Well, Will went back to the grind today and Axel and I survived our first day alone together (incidentally, his one month birthday...)
We got up and out and had breakfast together at the Verb, met up with my moms' group, and went for his check up with the pediatrician (he is now a robust 9 pounds and 8 ounces.) Lattes were consumed, emails were returned, and I managed to start a new book. Oddly, the day felt much like my days pre-Axel.
One month in I'm not sure how much wisdom I have to impart.

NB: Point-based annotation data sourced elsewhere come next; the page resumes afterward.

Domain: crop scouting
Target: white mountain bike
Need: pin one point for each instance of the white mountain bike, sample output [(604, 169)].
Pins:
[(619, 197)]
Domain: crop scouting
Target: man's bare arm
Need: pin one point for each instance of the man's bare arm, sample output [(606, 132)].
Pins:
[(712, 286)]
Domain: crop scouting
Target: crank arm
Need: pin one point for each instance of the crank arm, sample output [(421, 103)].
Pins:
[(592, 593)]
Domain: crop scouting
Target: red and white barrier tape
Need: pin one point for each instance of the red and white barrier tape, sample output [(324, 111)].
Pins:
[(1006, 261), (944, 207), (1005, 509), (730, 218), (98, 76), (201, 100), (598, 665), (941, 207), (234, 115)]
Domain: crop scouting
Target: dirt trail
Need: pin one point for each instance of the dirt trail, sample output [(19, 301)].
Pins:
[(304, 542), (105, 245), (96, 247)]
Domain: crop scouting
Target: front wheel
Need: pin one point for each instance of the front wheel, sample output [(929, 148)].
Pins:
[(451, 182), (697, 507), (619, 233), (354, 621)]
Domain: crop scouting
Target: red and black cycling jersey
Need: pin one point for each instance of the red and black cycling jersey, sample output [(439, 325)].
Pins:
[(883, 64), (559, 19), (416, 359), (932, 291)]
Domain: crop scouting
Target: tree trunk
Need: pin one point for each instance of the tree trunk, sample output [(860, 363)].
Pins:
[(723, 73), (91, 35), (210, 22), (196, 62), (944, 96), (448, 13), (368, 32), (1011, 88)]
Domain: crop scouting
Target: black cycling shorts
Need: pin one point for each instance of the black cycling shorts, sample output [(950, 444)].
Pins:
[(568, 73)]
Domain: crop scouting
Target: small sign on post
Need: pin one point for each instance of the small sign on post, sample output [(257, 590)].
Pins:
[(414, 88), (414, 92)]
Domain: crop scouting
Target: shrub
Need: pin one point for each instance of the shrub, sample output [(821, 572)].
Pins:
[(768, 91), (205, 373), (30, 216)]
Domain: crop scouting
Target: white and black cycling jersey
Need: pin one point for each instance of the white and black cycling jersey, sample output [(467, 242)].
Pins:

I can read his expressions much better now and have developed hunches about this and that. Of course, it can be tempting to rationalize infant behavior, when sometimes there really is no good reason for a crying jag or a fit of crankiness. Sometimes it's just because. You have to let go of your adult need to explain and solve and understand.
Still...hard to believe that something the size of a roasting chicken has such strong opinions. I am feeling pretty chipper, given the lack of sleep. Axel is one hungry fellow and I rarely sleep for more than an hour and 45 minutes at a time. If you had told me that a few months ago I would have laughed (or sobbed.) But I keep reminding myself that it's temporary, and that sooner or later his stomach will be big enough to hold larger meals that will tide him over for longer stretches of the night. When he sleeps from 7 'til 7, trust me, I will be popping the Champagne.